Verify parallel-direction scaling in odd wave turbulence

Determine whether the anisotropic kinetic energy spectrum E(k_perp, k_parallel) of weak odd-wave turbulence in the three-dimensional incompressible Navier–Stokes fluid with odd viscosity exhibits the predicted parallel-direction scaling E ∝ k_parallel^{-1/2} (as part of the Kolmogorov–Zakharov spectrum E ∝ k_perp^{-3/2} k_parallel^{-1/2}) by establishing this scaling over a sufficiently broad inertial range in k_parallel, where the parallel energy flux is small.

Background

The paper derives a kinetic equation for odd wave turbulence in a three-dimensional incompressible fluid with odd viscosity and obtains an exact anisotropic Kolmogorov–Zakharov spectrum E(k_perp, k_parallel) ∝ k_perp^{-3/2} k_parallel^{-1/2}. Direct numerical simulations are used to validate weak wave turbulence signatures and the predicted perpendicular scaling.

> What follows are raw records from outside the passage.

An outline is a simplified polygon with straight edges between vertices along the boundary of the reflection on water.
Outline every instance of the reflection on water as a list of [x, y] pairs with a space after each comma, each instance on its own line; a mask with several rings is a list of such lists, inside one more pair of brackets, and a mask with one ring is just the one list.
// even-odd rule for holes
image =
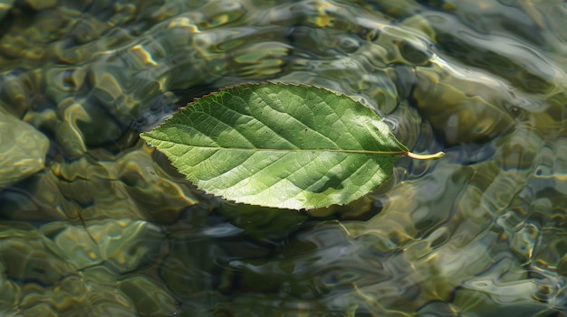
[[[564, 2], [25, 0], [0, 19], [0, 314], [565, 315]], [[138, 137], [265, 79], [340, 90], [447, 154], [310, 218], [203, 195]]]

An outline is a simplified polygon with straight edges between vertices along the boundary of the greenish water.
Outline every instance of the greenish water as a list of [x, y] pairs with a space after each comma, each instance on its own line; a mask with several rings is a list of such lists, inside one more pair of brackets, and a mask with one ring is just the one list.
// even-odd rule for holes
[[[564, 1], [0, 1], [0, 315], [565, 316]], [[243, 82], [341, 91], [414, 152], [307, 216], [138, 134]]]

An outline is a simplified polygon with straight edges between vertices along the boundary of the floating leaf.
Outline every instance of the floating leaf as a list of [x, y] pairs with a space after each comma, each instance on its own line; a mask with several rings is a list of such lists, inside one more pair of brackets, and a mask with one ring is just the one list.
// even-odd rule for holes
[[141, 137], [199, 189], [286, 209], [344, 204], [408, 152], [364, 105], [322, 88], [263, 83], [205, 96]]

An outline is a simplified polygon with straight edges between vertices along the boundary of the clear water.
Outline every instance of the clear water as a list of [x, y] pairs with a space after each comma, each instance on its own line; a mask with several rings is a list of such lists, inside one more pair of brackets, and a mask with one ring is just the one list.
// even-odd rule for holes
[[[5, 1], [3, 316], [564, 316], [564, 1]], [[261, 80], [414, 152], [311, 215], [196, 191], [140, 142]]]

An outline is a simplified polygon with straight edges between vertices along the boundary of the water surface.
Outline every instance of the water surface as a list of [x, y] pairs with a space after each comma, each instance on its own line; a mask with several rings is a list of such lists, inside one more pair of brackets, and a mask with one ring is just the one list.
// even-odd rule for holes
[[[564, 1], [6, 1], [5, 316], [564, 316]], [[413, 152], [308, 216], [204, 195], [138, 134], [262, 80]]]

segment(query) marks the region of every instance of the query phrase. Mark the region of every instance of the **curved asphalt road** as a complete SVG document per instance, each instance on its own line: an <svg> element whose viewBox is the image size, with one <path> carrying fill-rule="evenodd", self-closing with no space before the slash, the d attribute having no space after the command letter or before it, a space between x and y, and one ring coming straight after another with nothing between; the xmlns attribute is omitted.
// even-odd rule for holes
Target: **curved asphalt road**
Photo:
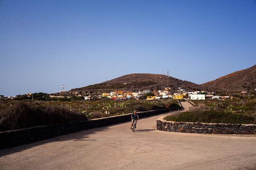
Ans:
<svg viewBox="0 0 256 170"><path fill-rule="evenodd" d="M162 115L1 150L0 169L256 169L256 135L161 131Z"/></svg>

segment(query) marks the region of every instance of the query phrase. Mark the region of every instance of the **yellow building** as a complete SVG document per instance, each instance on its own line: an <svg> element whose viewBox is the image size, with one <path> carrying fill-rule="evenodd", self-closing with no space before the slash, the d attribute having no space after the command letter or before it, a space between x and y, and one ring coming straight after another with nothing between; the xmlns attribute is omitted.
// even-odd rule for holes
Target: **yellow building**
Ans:
<svg viewBox="0 0 256 170"><path fill-rule="evenodd" d="M183 95L173 95L173 99L182 99Z"/></svg>
<svg viewBox="0 0 256 170"><path fill-rule="evenodd" d="M102 96L104 97L106 97L107 96L109 96L110 95L110 93L102 93Z"/></svg>

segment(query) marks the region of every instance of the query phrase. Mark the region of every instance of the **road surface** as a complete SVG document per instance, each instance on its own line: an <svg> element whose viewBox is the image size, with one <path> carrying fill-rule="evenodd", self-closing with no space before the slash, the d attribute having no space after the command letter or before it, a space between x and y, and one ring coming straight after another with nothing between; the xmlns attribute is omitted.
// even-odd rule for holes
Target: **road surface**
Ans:
<svg viewBox="0 0 256 170"><path fill-rule="evenodd" d="M256 135L159 131L162 115L1 150L0 169L256 169Z"/></svg>

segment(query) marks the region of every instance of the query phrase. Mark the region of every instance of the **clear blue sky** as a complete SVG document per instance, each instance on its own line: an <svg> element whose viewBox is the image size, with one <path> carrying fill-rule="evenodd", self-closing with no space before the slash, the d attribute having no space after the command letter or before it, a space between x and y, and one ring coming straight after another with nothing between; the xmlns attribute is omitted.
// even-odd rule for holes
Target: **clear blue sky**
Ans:
<svg viewBox="0 0 256 170"><path fill-rule="evenodd" d="M137 73L201 84L256 64L256 1L0 0L0 95Z"/></svg>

While the simulations confirm the perpendicular-direction predictions and the presence of a direct cascade, the authors report that the inertial range in the parallel direction is too narrow due to a very small energy flux, preventing a numerical test of the predicted k_parallel^{-1/2} scaling. Establishing this parallel scaling remains an explicit unresolved task within the paper.